2) Dataset Preparation
Dataset preparation is carried out after data collection. In this research, it was found that the data that had been withdrawn and collected amounted to 817 tweet data, with the data withdrawal period starting from April 19 2019 to November 23 2023. After that, a cleaning process was carried out, namely cleaning the data from the characters, tweet names, numbers, hashtags, retweets. , link and delete empty data and data that is detected to be the same or duplicate. The result of this stage was that 774 tweet data were obtained which could be used for the next research stage.
3) Labeling
Once the dataset is prepared, the next step involves annotating the dataset. The Google Colab application is used for labeling datasets. A careful filtering process was then applied to the dataset, which contains a total of 814 entries, with the specific aim of reducing the number of entries to only 774. There will be 4 types of labels, namely pro, con, neutral and other. The purpose of other labels is data that cannot be read or defined as pro, con, or neutral.
4) Data Preprocessing
Data preprocessing is carried out by changing random or unstructured text data into structured data, with the aim of making processing easier by the system. There are several stages of data preprocessing carried out in this research, including the following.
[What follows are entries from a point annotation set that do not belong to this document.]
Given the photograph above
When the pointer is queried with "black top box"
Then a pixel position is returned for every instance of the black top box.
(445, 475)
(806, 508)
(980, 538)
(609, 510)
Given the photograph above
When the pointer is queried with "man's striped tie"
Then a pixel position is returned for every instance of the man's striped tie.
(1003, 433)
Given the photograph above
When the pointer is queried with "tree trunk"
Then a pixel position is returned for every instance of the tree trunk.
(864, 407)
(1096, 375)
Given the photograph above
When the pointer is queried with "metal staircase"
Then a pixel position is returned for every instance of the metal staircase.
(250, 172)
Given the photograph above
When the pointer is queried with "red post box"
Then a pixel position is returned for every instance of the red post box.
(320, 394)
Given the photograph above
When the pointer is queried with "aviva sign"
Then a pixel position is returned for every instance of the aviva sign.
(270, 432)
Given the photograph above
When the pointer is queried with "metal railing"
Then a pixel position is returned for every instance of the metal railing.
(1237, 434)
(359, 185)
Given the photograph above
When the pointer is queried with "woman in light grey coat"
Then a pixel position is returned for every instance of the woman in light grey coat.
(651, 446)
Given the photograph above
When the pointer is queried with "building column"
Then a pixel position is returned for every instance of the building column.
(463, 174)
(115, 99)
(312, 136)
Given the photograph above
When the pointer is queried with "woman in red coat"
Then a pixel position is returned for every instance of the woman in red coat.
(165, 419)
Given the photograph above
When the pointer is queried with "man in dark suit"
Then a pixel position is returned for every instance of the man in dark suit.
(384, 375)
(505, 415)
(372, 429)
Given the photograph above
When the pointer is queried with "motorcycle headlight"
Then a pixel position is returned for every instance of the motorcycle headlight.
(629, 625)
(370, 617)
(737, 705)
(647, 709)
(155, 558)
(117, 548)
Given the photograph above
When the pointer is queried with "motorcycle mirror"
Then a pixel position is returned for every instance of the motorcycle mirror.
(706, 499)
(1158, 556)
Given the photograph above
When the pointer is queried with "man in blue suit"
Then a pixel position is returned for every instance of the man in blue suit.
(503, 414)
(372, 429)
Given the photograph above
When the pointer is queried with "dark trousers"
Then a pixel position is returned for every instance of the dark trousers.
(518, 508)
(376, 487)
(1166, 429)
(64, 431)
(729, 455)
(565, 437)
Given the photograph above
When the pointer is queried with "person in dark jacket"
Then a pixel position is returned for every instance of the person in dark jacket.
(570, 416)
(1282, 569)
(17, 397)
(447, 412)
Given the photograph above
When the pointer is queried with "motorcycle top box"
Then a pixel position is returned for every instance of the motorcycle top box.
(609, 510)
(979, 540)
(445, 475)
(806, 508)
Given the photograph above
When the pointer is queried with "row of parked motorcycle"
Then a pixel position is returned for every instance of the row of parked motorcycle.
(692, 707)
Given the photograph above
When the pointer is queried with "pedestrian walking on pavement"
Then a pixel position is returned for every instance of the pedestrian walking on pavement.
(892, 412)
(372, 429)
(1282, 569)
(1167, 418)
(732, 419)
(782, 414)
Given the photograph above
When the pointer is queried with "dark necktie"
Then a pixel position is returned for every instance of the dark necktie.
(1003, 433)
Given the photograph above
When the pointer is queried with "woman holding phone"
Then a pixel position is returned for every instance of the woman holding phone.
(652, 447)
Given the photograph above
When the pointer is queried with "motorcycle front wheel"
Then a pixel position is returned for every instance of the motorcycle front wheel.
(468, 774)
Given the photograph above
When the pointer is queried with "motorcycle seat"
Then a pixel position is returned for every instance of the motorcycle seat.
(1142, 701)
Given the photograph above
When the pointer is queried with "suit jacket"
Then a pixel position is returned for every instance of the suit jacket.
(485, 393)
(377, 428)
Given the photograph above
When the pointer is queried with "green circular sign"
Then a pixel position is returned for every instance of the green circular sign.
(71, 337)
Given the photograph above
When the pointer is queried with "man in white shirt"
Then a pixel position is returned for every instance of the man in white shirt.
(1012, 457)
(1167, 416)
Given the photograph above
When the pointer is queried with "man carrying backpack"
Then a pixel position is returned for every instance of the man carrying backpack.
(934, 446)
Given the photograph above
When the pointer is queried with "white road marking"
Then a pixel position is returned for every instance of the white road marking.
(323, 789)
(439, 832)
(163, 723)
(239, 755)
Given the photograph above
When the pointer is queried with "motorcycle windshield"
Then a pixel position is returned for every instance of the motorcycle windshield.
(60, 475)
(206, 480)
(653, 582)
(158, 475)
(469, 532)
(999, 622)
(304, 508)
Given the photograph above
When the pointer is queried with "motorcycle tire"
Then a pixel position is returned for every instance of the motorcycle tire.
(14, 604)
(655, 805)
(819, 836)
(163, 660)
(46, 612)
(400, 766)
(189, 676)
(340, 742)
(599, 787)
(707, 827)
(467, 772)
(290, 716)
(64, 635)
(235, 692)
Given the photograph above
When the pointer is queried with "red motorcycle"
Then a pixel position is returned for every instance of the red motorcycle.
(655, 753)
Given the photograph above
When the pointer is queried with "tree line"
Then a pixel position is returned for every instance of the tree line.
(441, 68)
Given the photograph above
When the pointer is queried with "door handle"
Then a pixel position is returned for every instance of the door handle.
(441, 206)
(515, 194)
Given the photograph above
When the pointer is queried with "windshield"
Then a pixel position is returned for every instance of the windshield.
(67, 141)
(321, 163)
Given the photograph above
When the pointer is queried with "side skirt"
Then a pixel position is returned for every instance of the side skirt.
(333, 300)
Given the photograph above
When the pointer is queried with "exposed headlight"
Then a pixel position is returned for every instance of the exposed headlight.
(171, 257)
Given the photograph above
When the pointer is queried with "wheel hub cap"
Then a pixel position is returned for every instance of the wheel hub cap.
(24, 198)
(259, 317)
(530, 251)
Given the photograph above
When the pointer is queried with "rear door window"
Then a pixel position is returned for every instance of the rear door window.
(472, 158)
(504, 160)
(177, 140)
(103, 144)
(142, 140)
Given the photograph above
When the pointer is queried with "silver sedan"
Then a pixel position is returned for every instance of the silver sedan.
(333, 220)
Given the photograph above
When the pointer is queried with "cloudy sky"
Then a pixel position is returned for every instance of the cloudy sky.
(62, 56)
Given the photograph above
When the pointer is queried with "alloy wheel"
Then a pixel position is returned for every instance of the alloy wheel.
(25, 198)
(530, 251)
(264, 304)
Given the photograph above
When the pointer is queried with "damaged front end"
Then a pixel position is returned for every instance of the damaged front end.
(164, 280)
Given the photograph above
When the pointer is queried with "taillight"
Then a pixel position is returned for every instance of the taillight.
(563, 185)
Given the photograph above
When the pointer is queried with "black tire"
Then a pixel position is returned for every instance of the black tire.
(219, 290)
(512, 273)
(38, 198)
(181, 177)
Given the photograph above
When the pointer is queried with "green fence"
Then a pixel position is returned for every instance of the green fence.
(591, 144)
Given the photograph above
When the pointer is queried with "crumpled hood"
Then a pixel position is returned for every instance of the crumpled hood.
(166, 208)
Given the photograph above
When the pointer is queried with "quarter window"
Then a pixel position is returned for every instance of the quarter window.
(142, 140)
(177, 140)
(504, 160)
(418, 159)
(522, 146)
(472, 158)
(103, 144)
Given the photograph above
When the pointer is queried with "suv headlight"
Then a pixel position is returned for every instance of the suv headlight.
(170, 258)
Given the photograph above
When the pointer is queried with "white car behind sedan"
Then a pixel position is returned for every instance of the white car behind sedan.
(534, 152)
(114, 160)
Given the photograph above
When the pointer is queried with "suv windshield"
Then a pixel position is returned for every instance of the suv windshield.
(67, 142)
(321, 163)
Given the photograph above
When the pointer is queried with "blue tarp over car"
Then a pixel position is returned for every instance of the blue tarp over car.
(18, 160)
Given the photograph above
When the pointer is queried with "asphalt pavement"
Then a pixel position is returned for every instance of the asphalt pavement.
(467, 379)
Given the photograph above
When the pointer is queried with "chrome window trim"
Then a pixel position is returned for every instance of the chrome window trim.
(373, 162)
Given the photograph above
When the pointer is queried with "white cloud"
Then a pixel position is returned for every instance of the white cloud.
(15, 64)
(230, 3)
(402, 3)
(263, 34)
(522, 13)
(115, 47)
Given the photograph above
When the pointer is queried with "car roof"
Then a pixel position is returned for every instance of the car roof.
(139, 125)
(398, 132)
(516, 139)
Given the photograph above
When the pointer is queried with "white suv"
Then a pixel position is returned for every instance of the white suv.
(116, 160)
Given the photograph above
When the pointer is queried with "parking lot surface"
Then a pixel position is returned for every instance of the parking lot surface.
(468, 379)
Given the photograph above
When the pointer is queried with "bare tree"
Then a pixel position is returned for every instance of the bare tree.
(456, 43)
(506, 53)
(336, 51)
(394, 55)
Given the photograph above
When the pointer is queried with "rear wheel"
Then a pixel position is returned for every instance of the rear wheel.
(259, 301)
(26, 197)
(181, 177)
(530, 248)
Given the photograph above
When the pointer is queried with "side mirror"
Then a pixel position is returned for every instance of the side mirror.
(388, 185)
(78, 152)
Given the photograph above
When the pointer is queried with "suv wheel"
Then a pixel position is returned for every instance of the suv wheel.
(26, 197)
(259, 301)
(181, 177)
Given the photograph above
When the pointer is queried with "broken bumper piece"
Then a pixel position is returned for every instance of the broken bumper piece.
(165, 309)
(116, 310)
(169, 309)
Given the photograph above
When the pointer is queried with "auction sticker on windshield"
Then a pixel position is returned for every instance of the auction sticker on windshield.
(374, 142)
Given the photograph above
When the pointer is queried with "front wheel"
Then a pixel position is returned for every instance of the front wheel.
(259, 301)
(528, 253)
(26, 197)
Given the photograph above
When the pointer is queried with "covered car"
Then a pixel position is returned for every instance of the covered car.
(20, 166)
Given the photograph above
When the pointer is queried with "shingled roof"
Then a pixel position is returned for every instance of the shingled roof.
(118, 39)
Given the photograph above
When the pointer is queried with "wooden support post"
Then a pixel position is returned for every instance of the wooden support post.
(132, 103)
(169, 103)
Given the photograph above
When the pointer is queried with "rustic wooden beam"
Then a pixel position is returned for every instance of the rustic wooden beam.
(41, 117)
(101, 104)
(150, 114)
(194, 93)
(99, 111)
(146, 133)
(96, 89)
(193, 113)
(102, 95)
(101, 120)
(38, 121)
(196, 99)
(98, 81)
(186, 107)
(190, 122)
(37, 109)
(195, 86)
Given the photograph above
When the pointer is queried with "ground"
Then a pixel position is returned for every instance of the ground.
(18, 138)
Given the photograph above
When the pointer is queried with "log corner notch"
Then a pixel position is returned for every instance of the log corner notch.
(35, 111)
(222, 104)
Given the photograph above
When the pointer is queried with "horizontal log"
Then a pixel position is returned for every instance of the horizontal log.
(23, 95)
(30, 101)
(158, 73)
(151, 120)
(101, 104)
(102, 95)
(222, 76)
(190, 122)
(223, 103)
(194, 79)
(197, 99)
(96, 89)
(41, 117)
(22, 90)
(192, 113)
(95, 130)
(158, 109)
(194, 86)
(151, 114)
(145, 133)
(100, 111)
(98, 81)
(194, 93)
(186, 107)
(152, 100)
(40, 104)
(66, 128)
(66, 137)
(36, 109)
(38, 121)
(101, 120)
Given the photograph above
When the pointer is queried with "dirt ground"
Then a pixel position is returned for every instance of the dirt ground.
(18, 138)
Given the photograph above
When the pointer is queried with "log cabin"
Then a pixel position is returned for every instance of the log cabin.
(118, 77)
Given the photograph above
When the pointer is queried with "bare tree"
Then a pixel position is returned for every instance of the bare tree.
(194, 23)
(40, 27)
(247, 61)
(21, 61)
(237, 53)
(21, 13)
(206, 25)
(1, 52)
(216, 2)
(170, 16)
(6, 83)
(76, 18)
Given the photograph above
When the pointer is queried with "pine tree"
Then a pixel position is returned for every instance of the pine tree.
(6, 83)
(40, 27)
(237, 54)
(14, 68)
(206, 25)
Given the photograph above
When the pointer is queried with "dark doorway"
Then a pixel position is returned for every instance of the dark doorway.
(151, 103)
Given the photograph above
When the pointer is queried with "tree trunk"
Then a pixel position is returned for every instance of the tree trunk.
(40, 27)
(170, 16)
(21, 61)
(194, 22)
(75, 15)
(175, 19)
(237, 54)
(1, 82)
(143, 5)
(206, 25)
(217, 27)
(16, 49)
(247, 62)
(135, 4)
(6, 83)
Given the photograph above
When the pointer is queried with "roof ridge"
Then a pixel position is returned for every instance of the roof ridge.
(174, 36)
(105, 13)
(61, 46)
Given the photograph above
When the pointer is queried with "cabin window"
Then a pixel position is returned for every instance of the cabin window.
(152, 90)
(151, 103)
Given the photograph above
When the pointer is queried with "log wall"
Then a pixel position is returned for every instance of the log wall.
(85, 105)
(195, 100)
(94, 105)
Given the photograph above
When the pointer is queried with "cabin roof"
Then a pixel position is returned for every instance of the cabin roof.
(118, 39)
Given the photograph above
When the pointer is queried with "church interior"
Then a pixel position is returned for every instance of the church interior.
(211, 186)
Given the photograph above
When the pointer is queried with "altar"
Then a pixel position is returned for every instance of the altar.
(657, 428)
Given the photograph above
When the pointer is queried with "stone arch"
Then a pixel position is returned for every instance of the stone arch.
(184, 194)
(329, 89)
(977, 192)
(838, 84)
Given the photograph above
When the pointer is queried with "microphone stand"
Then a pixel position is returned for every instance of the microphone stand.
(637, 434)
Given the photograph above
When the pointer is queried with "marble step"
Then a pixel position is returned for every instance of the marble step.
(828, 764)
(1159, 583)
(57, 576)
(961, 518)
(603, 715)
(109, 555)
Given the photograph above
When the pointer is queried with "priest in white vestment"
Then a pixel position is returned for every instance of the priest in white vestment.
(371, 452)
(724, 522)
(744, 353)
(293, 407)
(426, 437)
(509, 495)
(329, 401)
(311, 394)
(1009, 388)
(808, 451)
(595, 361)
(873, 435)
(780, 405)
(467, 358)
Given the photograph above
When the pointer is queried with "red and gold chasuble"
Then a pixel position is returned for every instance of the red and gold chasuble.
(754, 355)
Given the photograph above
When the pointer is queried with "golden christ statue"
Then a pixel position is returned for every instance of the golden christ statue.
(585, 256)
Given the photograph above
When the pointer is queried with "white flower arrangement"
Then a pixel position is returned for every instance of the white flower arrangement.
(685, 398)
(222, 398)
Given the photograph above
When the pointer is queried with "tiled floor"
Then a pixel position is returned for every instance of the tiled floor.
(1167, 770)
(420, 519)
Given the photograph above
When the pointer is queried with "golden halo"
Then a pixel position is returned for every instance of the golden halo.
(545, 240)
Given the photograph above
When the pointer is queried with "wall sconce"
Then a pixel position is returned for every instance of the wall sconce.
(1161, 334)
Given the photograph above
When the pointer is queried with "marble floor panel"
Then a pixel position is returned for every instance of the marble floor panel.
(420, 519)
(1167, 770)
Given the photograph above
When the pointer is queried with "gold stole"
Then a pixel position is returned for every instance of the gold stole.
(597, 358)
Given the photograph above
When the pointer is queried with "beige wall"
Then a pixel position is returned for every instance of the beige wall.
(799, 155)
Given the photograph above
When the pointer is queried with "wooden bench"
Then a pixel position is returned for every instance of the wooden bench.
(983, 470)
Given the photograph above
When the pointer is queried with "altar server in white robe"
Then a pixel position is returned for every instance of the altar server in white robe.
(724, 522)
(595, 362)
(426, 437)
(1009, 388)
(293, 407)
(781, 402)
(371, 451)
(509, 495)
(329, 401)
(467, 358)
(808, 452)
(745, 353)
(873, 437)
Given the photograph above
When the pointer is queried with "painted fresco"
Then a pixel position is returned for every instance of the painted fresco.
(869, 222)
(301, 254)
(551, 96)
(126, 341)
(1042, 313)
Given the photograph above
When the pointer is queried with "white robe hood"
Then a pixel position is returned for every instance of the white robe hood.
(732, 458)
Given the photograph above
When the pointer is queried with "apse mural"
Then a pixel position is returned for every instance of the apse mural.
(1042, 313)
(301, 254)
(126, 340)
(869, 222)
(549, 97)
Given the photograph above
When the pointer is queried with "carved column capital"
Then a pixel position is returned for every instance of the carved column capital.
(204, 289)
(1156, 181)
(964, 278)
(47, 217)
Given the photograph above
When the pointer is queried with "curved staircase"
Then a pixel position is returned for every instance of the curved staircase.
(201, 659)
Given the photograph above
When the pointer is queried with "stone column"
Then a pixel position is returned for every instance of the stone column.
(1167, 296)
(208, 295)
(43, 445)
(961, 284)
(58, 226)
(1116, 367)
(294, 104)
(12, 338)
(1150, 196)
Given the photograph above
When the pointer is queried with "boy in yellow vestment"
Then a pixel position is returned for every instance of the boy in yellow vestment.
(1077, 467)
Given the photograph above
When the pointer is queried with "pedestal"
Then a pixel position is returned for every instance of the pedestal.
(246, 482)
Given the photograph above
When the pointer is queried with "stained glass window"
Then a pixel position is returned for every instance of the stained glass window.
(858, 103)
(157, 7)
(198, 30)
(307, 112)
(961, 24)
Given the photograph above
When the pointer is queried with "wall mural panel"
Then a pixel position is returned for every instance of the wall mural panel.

a. Case Folding and Tokenize
b. Stopwords
c. Stemming
5) Feature Extraction
The Feature Extraction used by researchers in this research is the TF-IDF method to determine the frequency value of a word in the dataset and the frequency in the dataset. This calculation from TF-IDF is used to determine how relevant a word is in the dataset used. In using the TF-IDF method, researchers used the library provided by Scikit Learn, namely using TfidfVectorizer. In the process, TfidfVectorizer converts a collection of raw documents into a TF-IDF feature matrix.
6) Dataset Division
The dataset will then be divided into two, namely training data and test data. The dataset was divided using a comparison of 90% training data, namely 733 data and 10% test data, namely 82 data.
7) Creation of Classification Models
At this stage the data that has been shared will carry out its respective duties. Training data is used to provide training to the model used, after that the model will be tested using test data. In this study, researchers used the random forest method to create a classification model. In this study, researchers used a library from Scikit Learn, namely RandomForestClassifier. The Random Forest method is used to find the best feature classification among a random subset of features, thereby producing a better model.
8) Evaluation of Classification Models
The final stage of this research is evaluating the classification model. In evaluating the classification model, we will analyze and evaluate the performance of the random forest classification model. At this stage, a confusion matrix is used, the contents of which describe the performance of the classification model that has been used based on the prediction results compared with the correct data presented in the form of a confusion matrix. Evaluation of model performance, namely in terms of accuracy, recall, precision, f1-score and macro avg.